Political instability in key oil-producing countries and surging demand in Asia have driven crude oil prices up nearly 40 percent this summer. Some market watchers believe this is a temporary phenomenon.
World oil prices have soared to nearly $50 a barrel due to unstable supplies from the Middle East and rising demand in Asia.
Michael Rothman, an energy market analyst with the global investment firm, Merrill Lynch, told reporters at a news briefing that the upward trend in oil prices began about 18 months ago, when crude oil inventories fell 200 million barrels below normal.
He said that major oil-producing countries like Venezuela fell victim to political instability and the expectation that post-war Iraq would produce five million barrels of crude a day, more than twice its actual production, never materialized.

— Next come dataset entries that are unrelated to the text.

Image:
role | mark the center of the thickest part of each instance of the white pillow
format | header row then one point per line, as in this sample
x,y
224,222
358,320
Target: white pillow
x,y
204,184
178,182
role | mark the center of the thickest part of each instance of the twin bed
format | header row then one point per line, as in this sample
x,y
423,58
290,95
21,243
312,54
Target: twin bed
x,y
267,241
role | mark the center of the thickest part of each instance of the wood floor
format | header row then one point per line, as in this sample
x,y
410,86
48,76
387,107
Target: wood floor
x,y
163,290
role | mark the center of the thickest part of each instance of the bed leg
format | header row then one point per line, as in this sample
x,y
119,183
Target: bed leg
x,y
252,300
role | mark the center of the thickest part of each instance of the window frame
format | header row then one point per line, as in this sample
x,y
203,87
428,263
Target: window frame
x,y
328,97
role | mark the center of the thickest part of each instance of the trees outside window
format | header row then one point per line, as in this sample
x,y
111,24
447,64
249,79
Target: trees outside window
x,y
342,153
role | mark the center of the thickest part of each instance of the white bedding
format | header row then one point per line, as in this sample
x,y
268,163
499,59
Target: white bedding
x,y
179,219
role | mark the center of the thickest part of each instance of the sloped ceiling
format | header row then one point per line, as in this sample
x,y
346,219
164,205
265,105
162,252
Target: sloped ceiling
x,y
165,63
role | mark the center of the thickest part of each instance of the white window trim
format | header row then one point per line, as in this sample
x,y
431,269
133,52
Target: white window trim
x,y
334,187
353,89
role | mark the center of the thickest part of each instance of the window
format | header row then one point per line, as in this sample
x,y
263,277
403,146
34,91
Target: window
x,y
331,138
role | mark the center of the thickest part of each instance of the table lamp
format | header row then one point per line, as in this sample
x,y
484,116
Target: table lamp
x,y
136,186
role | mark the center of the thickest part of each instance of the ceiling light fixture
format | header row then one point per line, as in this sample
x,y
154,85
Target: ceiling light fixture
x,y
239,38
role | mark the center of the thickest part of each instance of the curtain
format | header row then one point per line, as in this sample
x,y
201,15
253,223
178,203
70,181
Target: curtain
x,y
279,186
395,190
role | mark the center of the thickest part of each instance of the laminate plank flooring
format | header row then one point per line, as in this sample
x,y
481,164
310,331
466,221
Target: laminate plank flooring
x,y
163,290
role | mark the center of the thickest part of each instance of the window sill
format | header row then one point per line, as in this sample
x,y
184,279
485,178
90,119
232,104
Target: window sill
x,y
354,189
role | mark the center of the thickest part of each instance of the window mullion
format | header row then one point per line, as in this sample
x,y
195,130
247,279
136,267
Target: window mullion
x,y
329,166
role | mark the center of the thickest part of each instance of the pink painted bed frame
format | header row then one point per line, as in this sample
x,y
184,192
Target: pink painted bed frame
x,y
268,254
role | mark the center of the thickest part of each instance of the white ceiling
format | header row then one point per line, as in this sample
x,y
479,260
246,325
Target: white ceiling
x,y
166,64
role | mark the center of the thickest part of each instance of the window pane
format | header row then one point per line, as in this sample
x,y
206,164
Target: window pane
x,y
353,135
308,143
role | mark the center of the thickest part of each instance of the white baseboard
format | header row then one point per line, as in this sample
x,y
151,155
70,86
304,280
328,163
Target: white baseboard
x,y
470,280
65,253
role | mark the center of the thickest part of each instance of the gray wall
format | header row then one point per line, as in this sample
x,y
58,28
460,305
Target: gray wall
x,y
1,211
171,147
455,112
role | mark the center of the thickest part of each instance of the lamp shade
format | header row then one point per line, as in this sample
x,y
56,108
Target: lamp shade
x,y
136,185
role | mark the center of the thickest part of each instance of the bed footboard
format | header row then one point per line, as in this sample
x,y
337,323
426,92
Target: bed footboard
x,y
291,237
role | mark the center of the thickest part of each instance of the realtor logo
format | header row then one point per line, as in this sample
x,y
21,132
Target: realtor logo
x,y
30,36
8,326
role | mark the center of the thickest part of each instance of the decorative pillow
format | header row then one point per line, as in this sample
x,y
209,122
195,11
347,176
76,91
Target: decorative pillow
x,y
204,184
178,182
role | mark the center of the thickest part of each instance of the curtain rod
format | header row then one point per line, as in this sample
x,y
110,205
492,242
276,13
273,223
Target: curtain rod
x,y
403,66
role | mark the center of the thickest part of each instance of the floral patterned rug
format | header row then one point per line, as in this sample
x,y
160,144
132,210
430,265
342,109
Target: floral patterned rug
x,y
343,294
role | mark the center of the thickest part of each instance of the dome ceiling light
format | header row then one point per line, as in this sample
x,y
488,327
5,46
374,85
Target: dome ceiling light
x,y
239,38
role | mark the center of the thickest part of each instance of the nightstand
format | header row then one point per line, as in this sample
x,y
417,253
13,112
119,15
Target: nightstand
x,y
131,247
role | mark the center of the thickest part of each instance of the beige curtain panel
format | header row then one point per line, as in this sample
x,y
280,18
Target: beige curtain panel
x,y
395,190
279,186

At the same time, Mr. Rothman said, China and India, leaders in world consumption of oil, began buying up oil in the marketplace as a precaution against the political volatility in oil-producing countries in the Middle East.
"Where is oil disappearing into?" asked Mr. Rothman. "It appears to be a hoarding phenomenon, and we think it has to run its course, almost like the flu and when it does pass, prices should gravitate much lower, somewhere down toward $30 a barrel."
China and India are two of the world's fastest-growing economies, accounting for almost half of the world's 2.5 million barrel increase in daily oil consumption.
The International Energy Agency, an adviser to 26 industrialized nations, estimates the world's demand for oil will reach more than 82 million barrels a day this year, a three percent increase over last year, and will rise another 1.8 million barrels a day in 2005.
Mr. Rothman says trying to predict when certain nations will stop scrambling to buy up oil is like predicting responses in a panic-stricken crowd.
"People are afraid there will be no oil," he said. "They think there is going to be short supply so they go out and accumulate this oil and effectively it puts pressure on available goods. Does OPEC want oil prices at $50 a barrel? Is this what the world is going to live with? The answer is no, we do not see this being the case."
OPEC, the Organization of Petroleum Exporting Countries, reported another reason crude oil prices are rising may be that that oil-producing countries like Kuwait, Qatar, Iran, Nigeria and Venezuela drilled fewer wells in 2003 than in the previous year.
Some analysts say this could prolong a global supply shortage. OPEC produces a third of the world's crude oil supply, currently pumping some 30 million barrels of oil a day. Only Saudi Arabia, the group's largest producer, is believed to have any significant ability to increase its yield.
Mr. Rothman says, however, it is unlikely prices will swell beyond $50 a barrel.
"Politically this is not a palatable level," he noted. "It is very obvious. If you look at oil prices in OPEC production, you will actually see a highly correlated manner. Prices get too high, they push barrels into the market. Prices start to retreat, they take oil out."
Mr. Rothman said the spike in crude oil prices has not hurt the U.S. economy the way it did during the 1970s oil shortage because of the availability of alternate sources of energy.